Last week I spent twelve hours hiking around an area of the woods that I was not familiar with and stumbled across a Chumash pictograph site that I did not know existed, and which I had never seen photos of.

I had been hiking over rugged terrain when I walked up on a sandstone outcrop that stood like a wall against a steep hillside. I stopped in my tracks staring at the rock overhang. Well, well, well, looky what we have here, I thought. It was an X marks the spot moment. Due to its form, prominence and location it was a feature of the landscape well worth taking a closer look at. There is something about rocky outcrops that never cease to attract my attention and lure me in. And this one at first glance felt like a site long visited by humans.

I pulled apart stringy, elongated branches of poison oak and carefully approached the outcrop, scanning its entirety and taking in the whole scene. As I stepped closer my frame of focus tightened and an inch wide ruddle-hued stain on the surface of the sandstone seized my eye; the quintessential telltale trace of prehistoric rock art. Aha! I glanced leftward and saw a panel of highly eroded pictographs about one square foot in size. Inspecting further, a few minutes later, I found several other faded paintings.

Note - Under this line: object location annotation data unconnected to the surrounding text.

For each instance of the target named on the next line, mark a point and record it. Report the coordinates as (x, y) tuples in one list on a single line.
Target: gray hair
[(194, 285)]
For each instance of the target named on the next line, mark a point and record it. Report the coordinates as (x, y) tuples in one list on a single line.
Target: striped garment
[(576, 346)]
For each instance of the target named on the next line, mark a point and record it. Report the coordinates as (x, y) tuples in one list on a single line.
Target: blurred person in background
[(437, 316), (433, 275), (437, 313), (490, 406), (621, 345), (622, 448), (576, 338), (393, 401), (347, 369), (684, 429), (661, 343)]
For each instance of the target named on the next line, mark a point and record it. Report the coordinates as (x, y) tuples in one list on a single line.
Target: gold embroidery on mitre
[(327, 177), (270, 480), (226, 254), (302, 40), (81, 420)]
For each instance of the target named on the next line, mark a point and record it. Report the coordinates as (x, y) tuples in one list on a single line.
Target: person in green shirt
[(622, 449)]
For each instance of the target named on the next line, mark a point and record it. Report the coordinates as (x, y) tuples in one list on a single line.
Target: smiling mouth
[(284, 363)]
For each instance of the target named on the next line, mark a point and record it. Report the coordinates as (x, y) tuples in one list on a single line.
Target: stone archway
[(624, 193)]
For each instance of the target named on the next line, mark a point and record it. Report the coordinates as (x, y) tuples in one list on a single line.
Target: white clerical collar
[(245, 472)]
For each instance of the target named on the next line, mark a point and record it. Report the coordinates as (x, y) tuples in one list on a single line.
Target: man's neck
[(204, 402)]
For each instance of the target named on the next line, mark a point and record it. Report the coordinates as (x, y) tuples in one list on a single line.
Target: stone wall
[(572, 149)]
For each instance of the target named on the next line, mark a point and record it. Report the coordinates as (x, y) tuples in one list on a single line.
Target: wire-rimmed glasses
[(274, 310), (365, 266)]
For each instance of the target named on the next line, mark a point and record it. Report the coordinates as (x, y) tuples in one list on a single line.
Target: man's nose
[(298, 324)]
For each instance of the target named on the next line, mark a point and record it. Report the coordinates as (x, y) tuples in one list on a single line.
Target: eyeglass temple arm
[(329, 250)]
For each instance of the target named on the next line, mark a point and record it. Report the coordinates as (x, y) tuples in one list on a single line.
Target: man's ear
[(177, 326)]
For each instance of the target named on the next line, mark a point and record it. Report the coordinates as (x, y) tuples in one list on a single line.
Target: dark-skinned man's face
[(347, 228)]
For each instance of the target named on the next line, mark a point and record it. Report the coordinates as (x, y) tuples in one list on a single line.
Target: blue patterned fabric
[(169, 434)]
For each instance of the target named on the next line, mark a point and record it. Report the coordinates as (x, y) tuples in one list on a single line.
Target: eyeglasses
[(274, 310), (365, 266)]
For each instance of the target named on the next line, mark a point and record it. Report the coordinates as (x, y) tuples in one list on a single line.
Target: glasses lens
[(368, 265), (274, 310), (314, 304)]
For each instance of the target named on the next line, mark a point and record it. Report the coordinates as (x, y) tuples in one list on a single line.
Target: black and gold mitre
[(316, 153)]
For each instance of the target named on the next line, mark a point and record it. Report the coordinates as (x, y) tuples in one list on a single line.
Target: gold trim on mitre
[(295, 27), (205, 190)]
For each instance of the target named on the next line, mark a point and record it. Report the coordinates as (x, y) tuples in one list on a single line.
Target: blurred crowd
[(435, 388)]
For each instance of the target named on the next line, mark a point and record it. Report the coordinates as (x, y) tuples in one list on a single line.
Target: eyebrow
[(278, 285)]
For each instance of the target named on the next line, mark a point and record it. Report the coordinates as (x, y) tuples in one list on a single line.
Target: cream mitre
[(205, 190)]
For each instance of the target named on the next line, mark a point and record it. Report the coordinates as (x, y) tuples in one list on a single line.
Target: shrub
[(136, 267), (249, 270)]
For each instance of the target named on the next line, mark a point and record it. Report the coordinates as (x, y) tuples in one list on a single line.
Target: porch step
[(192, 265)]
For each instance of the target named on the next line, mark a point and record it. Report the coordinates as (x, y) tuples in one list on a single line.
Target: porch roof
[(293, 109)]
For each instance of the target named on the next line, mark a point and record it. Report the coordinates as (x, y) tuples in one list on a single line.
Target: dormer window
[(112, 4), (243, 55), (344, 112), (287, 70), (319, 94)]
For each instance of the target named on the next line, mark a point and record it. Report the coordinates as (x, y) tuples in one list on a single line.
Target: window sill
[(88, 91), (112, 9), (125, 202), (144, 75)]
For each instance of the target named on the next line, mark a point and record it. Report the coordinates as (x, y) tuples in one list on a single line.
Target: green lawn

The sandstone is extremely flaky and constantly sloughing off, the lithic equivalent to a human face enduring the deep exfoliation of a chemical peel. Slabs of rock have fallen to the ground through the years and piled up and are in the process of being buried under sand and soil and grown over by annual grasses. Along the foot of the outcrop a massive chunk of stone that slid off the cliff face at some point is stuck into the ground on its edge. The semi-buried slab has several paintings on it and the soil level reaches right up to the bottom of the art. Perhaps other pictographs are buried. Beside it another slab of painted stone has fallen free and sits amidst a jumble of rock shards. It’s impossible to tell, however, whether the slabs were painted prior to having slid off of the outcrop or after.

Look closely at the crack line in the center of the frame. The faded remnant half of what looks something like a lizard or newt can barely be seen; a head arm and foot.